My Funny Valentine meets Love in the Time of Cholera

Pisces
(February 19–March 20)
Last night you developed a sudden allergic reaction to Nonoxynol-9. This morning you nearly choked on your nelfinavir. Watch yourself on the way home from work. Perhaps you shouldn’t have broken the heart of a voodoo princess so close to Valentine’s Day. I’d call her if I were you. Your viral load count is due Monday—why takechances?

Aries
(March 21–April 19)
You are That Girl.
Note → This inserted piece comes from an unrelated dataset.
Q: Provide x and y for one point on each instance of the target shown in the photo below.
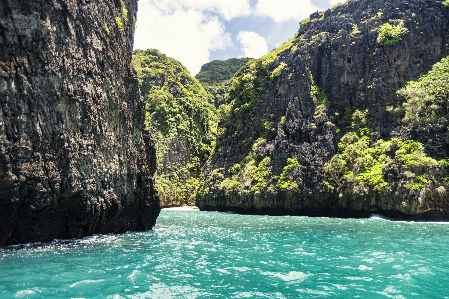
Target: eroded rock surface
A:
(74, 157)
(289, 110)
You’ve got the best lines and all the bit players watch your story unfold with bated breath. Can you really blame them? It’s not everyone who can pop pills with such panache as you. But keep an eye on that sneaky scene-stealer looking for a lead role.

Taurus
(April 20–May 20)
As one of the most sensual signs of the zodiac, you are living proof that PWAs can have great sex. This is your time of year, isn’t it? You get to play Cupid and make everyone else’s fantasies come true. But in the midst of all this romance, remember to give thanks to the gods of testosterone.

Gemini
(May 21–June 20)
So, your doctor wouldn’t give you Prozac for each of your personalities. Nice try, though. I had a dream where you were a superhero named Flirtron. You could render villains powerless with a bat of your eyes and a flash of your turbocharged smile. Only I knew your secret identity—a mild-mannered working girl. I’m still not sure which was more of a disguise. Do you know?

Cancer
(June 21–July 22)
You’re going to be around longer than you thought. Problem is you’re not so much “Lazarus Raised” as “Lay-Z-Boy Reclined.” You really are lots of fun once you’re out of the house. And I’m not even talking about the time you discovered how Xanax interacts with booze. Get your cute self to the sweethearts’ dance and give some lucky person a case of crabs they won’t forget.

Leo
(July 23–August 22)
You know the signs. The nausea, the sweating, the tingles down your spine—you thought it was the d4T, but it’s love. Seeing him in the market on Tuesday clinched it. You played it like a Hollywood star just trying to live amongst the people. “Oh, hello,” he said while you examined the zucchinis. You smiled sweetly. He’s yours.

Virgo
(August 23–September 22)
It’s no secret that your lover isn’t as organized as you. Who is? We all know you’re proud of your new adherence device. Yep, it fits right into a fanny pack and faxes your doctor when you skip a dose. Wow, wow, wow. Listen, it’s no reflection on you if he doesn’t share your enthusiasm. This V-Day take it easy on your sugar. If he wants to eat Ho-Ho’s with his Crixivan—let him. He’ll make it up to you later.

Libra
(September 23–October 23)
Is it way too soon to buy a Valentine’s gift for your new honey? What if it is too soon? What if you scare him away? Quit weighing the issues and get the damn teddy bear if you think he’ll like it. Also, stop being so sensitive about those warts on your feet. Go ahead and take your socks off in bed. Repeat after me: “Love me, love my molluscum.”

Scorpio
(October 24–November 21)
Your friends are worried about your new Crix-belly. But—you’re not on Crixivan. Your famous self-destructive streak strikes again. Harness your astonishing willpower and focus it on keeping that New Year’s resolution to look better than your ex. I saw him at the gym the other day. You better get your ass in gear, kiddo.

Sagittarius
(November 22–December 21)
She can’t get enough of your homemade brownies and you giggle at all the same things. Could this be love? Your buddies down at the cannabis buyers club think so. They say they have a cosmic vision of wedding bells, but are you moving too fast? Don’t stress, she’s in no rush either. Take two tokes and call it a day.

Capricorn
(December 22–January 19)
Your friends met your new boyfriend and now they think you’ve got dementia. He’s as impetuous as you are conservative, as out-spoken as you are reticent. But frankly, they’re not the ones sleeping with him, are they? Be fearless and make him your valentine. In the meantime, milk that dementia excuse for all it’s worth and speak your mind to those so-called friends.

Aquarius
(January 20–February 18)
It’s a good thing you were born under a water sign. With your latest bout of unpleasant side effects, you’ve mapped out every public restroom in town. This month you’ll be put to the test as you and your true love plan a Valentine’s getaway. What a lousy time to start taking ritonavir. Better pack Immodium!